The blood-eyed dark elf raised a coppery eyebrow. "You follow the Green Pact?" she asked, rich voice a touch incredulous.
"As much as I can," Ysraneth responded. "I stopped eating people when Father died. But I do make use of everything I take from my human kills and freely consume all animal flesh."
She sawed at the cartilage that kept the bones together until it parted, breaking open the ribcage. "These would make good tent supports. Damn shame there's only a few scales left. You could have made a fine tent."
Irileth gave a startled laugh. "Only a Bosmer's daughter could look at a dragon and see a tent," she observed amusedly.
The other guardsmen gathered around the duo, murmuring to themselves about the Dragonborn and the portents she presented. Ysraneth wasn't really offended; her height and relative bulkiness betrayed her dominant Nord heritage even if her milk-coffee skin, straight dun-hued hair and long teardrop face with slanted forest-green eyes were obviously Bosmer. Perhaps it was arrogance to think thusly, but a daughter of Skyrim who would say prayers for the dragons she slew and let nothing of them go to waste might be the best choice for Dragonborn. Most of the other races would leave the skeleton to rot but for a skull to stick on a post somewhere.
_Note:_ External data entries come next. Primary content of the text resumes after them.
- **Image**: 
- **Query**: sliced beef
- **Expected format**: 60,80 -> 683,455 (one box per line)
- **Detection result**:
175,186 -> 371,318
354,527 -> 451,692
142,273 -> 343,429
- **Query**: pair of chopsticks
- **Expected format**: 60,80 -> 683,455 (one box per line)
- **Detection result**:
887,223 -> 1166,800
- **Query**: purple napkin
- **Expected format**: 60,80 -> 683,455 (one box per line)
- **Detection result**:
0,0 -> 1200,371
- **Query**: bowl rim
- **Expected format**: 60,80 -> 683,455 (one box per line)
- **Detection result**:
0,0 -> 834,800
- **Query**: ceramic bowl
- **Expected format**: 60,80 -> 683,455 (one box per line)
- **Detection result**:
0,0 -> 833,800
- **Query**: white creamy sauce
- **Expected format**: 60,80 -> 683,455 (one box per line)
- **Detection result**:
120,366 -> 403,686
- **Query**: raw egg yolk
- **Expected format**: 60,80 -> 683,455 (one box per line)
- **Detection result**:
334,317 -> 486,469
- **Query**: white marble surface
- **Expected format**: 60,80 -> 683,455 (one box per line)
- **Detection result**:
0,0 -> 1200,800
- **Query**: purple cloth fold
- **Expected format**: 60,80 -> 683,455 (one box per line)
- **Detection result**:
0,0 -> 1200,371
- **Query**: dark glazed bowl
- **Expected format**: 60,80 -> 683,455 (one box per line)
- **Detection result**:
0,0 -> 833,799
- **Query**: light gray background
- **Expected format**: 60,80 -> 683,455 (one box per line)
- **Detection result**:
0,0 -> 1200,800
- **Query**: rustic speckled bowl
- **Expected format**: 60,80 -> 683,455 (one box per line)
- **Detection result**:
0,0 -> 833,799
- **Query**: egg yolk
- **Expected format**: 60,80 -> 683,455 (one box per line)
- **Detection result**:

"I am a Nord, for what it's worth," Ysraneth told Irileth as she set aside a curved rib. "But I was raised by my father after the Great War."
"You support the Stormcloaks then?" Irileth asked, blood-red eyes narrowed in assessment of a potential threat. She was devoted to the Jarl that went beyond typical behaviour for a huscarl; Ysraneth would not be surprised if the pair loved each other. Given that she was mixed-race herself, she would cast no stones in their direction.
"Hardly. I was in Helgen, trading pelts for winter food supplies, when Ulfric came in." The half-elf continued with her butchering as the men fell silent to listen. "I'm not fond of the Thalmor. No sane person is, especially with what they did in Valenwood, but the Empire is the best chance to fight them."
"'What they did in Valenwood'?" one of the guards tentatively asked.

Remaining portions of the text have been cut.